Altogether, our IVSA results demonstrated the important involvement of ghrelin/GHS-R1A in the rewarding/reinforcing effects of WIN55,212-2, which complements our behavioral studies with THC (CPP and LABORAS); thus, there is strong indication that the central ghrelin system crucially participates in the rewarding/reinforcing pro-addictive effects of cannabinoids similarly to alcohol, stimulants, and opioids [10,11,13]. Certainly, further research of potential employment of the GHS-R1A antagonism to reduce signs of cannabinoid addiction behavior should carefully consider the usual mode of cannabinoid administration (inhalation), the distinct differences among the cannabinoid types, the particularities of cannabis, and other factors.

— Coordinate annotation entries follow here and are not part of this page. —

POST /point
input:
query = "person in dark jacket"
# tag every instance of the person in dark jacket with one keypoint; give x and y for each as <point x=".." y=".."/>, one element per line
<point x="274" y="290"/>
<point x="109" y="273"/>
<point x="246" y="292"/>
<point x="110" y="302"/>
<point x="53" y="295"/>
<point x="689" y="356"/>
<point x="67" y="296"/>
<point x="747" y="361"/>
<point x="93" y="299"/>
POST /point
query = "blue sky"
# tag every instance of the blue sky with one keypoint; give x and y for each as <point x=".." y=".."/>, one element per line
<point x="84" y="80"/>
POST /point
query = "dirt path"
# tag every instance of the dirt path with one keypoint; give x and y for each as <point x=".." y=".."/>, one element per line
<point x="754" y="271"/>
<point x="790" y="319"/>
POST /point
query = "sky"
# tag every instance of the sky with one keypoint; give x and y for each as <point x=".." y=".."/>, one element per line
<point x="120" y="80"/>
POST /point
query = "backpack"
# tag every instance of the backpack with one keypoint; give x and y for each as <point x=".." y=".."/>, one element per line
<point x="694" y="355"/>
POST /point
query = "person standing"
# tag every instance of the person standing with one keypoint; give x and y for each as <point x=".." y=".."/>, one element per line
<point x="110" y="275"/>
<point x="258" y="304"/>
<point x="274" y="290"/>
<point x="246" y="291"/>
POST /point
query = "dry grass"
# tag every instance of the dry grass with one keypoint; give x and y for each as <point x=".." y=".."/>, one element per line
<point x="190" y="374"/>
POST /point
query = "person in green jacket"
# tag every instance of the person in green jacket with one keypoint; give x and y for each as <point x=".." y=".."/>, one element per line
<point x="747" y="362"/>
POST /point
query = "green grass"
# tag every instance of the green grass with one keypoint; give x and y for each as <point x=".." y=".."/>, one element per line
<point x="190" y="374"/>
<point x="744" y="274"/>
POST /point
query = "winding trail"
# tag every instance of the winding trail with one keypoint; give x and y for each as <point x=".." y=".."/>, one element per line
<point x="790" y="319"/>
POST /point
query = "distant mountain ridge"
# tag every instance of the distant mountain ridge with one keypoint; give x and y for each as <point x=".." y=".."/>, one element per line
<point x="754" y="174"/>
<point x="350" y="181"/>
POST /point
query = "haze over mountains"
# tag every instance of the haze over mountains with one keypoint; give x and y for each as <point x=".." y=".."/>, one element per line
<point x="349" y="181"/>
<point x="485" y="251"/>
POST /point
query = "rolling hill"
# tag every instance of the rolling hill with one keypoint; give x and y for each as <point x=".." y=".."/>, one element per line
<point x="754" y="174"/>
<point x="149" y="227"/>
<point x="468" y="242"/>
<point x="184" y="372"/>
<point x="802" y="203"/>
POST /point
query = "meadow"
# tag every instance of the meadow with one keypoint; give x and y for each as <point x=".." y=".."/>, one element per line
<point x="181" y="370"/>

As it has been already mentioned, the cannabinoids (including THC and WIN55,212-2) through mesolimbic CB1Rs increase the dopamine concentration in the NAC followed by further reinforcement, conditioning, and salience alteration processing [4,48,78,79,80,81]. Furthermore, the ghrelin antagonism was observed to decrease accumbens’ dopamine efflux induced by alcohol, stimulants, and opioids (see above and the reviews, [10,11,13]. In our recent study, we documented that JMV2959 pretreatment also reduced the WIN55,212-2-induced accumbens dopamine release (published in this Special Issue [33]). Thus, we can assume that JMV2959 pretreatment reduced the observed cannabinoid/WIN55,212-2/THC rewarding/reinforcing effects at least partly by GHS-R1A antagonism of accumbens dopamine release. However, the involved mechanisms of action are probably more complex. Ghrelin/GHS-R1A has comprehensive interrelationships with a multitude of other systems [7,32,82]. In addition to the distinct constitutive activity [83,84,85], GHS-R1A oligomerizations and dimerizations have been found with a wide array of other G-protein coupled receptors, etc. [82]. Important mutual interactions between endocannabinoids and ghrelin participating in hedonic food intake have been confirmed [22,23,86]. Further research is necessary to clarify the involved mechanism.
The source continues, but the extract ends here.